Klimt Vest Knitting Pattern
I am knitter with a mission: to finish my husband’s wedding present sweater before our first anniversary, a mere five weeks away. The sweater is based on the Klimt Vest from Jean Moss’ Sculptured Knits.
I am modifying the Klimt Vest pattern as follows:
1] Fiber. I am using Austermann’s Korfu.
2] Size. I knitting the wedding present sweater to fit my husband’s measurements in terms of width and length.
3] Sleeves. Since the pattern is for a vest, I am adding long sleeves, This requires modifying the armholes as well as figuring out the dimensions for the sleeves.
For those of you interested in understanding how to modify a pattern to fit your measurements or swatch, here’s what I do.
1] Knit and wash a swatch of the fiber I want to use. I recommend blocking the swatch. The goal is to get your stitch gauge for your wool and appropriate needles.

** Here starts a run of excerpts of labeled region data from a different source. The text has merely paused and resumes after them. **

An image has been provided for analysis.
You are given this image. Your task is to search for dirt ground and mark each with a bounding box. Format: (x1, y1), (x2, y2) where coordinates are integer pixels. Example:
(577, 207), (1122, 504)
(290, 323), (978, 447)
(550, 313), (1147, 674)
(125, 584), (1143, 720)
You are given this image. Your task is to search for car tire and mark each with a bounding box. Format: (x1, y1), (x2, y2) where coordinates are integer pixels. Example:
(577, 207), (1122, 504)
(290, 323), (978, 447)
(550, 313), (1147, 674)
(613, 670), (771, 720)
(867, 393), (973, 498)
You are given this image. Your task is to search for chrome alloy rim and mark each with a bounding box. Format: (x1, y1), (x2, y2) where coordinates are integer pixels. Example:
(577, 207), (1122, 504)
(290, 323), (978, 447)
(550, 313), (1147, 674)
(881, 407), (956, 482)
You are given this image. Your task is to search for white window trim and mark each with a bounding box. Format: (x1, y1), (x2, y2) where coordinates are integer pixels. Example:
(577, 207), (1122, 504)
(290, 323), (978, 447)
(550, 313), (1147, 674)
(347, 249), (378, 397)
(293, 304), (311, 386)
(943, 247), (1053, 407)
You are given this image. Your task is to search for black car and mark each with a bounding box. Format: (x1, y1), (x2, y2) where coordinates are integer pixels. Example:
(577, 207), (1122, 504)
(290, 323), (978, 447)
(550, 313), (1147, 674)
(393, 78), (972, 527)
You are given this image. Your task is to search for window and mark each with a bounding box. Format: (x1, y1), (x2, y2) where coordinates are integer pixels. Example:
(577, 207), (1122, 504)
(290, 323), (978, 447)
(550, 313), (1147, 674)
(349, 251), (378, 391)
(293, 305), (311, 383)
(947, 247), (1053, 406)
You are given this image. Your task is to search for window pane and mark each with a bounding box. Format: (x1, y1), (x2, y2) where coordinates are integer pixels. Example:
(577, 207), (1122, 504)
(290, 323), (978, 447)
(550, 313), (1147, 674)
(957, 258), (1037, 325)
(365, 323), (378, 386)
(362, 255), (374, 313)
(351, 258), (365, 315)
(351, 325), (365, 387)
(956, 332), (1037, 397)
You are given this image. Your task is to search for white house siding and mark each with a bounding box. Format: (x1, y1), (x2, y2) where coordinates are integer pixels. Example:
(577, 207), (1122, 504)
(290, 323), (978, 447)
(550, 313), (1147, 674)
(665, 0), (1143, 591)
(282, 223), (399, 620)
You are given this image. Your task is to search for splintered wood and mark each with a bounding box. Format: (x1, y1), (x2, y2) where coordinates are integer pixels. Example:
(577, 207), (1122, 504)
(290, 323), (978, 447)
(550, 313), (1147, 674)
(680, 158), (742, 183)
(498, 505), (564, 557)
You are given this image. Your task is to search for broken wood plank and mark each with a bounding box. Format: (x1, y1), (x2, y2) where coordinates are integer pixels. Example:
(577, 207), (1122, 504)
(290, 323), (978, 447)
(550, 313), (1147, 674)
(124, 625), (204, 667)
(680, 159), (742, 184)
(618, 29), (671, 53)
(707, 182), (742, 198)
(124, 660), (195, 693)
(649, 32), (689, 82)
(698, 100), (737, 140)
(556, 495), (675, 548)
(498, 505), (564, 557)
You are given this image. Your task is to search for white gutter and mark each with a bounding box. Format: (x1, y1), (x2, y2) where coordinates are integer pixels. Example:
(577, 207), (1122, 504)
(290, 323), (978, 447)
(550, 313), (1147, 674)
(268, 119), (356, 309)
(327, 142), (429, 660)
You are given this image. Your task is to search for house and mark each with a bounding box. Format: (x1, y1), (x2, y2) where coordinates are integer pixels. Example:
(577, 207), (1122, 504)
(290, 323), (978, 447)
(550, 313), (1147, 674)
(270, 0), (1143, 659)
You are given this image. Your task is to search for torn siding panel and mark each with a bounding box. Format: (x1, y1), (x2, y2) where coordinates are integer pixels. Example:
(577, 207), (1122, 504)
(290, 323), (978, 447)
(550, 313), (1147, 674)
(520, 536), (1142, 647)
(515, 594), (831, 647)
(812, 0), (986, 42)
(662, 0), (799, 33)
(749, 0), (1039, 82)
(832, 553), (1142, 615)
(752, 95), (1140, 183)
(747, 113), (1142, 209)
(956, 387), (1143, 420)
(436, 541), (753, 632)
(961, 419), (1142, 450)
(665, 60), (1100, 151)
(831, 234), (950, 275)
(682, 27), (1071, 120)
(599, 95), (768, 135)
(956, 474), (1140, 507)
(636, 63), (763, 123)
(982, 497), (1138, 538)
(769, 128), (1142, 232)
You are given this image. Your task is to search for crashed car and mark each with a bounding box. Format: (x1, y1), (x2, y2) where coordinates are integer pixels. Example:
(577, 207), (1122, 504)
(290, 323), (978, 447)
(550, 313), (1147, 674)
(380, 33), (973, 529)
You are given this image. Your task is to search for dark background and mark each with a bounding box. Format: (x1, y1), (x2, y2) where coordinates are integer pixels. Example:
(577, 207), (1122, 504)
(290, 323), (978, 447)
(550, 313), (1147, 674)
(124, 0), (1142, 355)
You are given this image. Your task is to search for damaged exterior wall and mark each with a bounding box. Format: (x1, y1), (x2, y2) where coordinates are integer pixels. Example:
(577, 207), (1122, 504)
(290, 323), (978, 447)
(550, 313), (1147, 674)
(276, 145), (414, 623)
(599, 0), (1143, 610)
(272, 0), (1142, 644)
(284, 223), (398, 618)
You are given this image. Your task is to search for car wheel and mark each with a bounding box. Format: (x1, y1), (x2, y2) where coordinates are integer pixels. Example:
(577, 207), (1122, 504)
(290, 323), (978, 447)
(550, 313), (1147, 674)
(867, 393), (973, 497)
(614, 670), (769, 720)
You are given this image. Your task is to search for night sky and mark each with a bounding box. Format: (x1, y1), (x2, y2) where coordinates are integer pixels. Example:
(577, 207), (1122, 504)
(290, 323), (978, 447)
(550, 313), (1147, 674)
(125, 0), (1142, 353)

2] Measure the number of stitches in 4 inches of your swatch. Then divide the number of stitches in 4 inches by 4 to get your number of stitches per inch. Note: It’s important to measure more than one inch since the tension, etc. may vary.
3] Divide your stitches per inch by the pattern’s number of stitches per inch. This result is the number that you use to adjust your number of stitches relative to the number of stitches in the pattern. If this number is less than one, you should have less stitches than the pattern. If this number is more than one, you should have more stitches than the pattern.
4] Follow this process for all of the numbers in the pattern.
5] For areas such as the armholes and necklines and sleeve increases, check your results using Interweave’s The Knitter’s Handy Book of Sweater Patterns.
Note: This book is a great reference since it gives a very broad list of sizes and stitches per inch. This allows the knitter to check her math and to use their number of stitches for difficult areas such as the armhole.
Fortunately for me, the Klimt Vest has a 14 stitch repeat which had a multiple that was close to half of my husband’s measurement. Otherwise, I would have had to use part of a repeat at each end of the garment. This would have added complexity to my knitting.
To date, I’ve knitted the back and front until the armholes. In planning the armholes, I checked my stitch projections against The Knitter’s Handy Book and made some modifications to simplify the pattern. (This pattern changes on both the front and back of the knitting.) Wish me luck as I start the armholes!